Since March 12th, barely has a week gone by that I have not participated in some sort of online education relevant to our industry. The generosity of expertise shared by subject matter experts and legal counsels has been amazing!
When it comes to education sessions about negotiating event contracts - I am always looking for that one piece of information that I've never heard before.
And when it happens, I get giddy....I honestly feel like I've struck gold!
So - here's a "gold nugget" I learned recently - during a webinar presented by Russell Riddle J.D. (Anomaly at Law):
In common law there is a concept called "Ejusdem Generis" - which is a latin term that means:
"where a class of things is modified by general wording that expands the class, the general wording is usually restricted to things of the same type as the listed items"

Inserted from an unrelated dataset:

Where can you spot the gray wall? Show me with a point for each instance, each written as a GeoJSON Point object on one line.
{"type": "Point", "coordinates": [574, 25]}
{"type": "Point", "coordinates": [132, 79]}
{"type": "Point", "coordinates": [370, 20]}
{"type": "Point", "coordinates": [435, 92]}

So how does this apply to event contracts?
In a Termination clause, we often see a laundry list of possible occurrences that could be the reason for invoking Force Majeure. The list is often followed with some additional language that says "or any other cause" - which is intended to be a "catch all" to cover unlisted occurrences.
However, if one applies the concept of "Ejusdem Generis" - the "or any other cause" could potentially be interpreted to include only occurrences that are similar to those specifically identified.
Wow - who knew!!!
Therefore - in the spirit of removing all ambiguity, it was suggested that the "catch-all words" have even more words added, to clarify them!
Quoting Russell Riddle's presentation - he suggested that we consider:
"...or any other cause, whether similar in kind to the foregoing or otherwise".
Can you see how this removes the opportunity to exercise the concept "Ejusdem Generis"?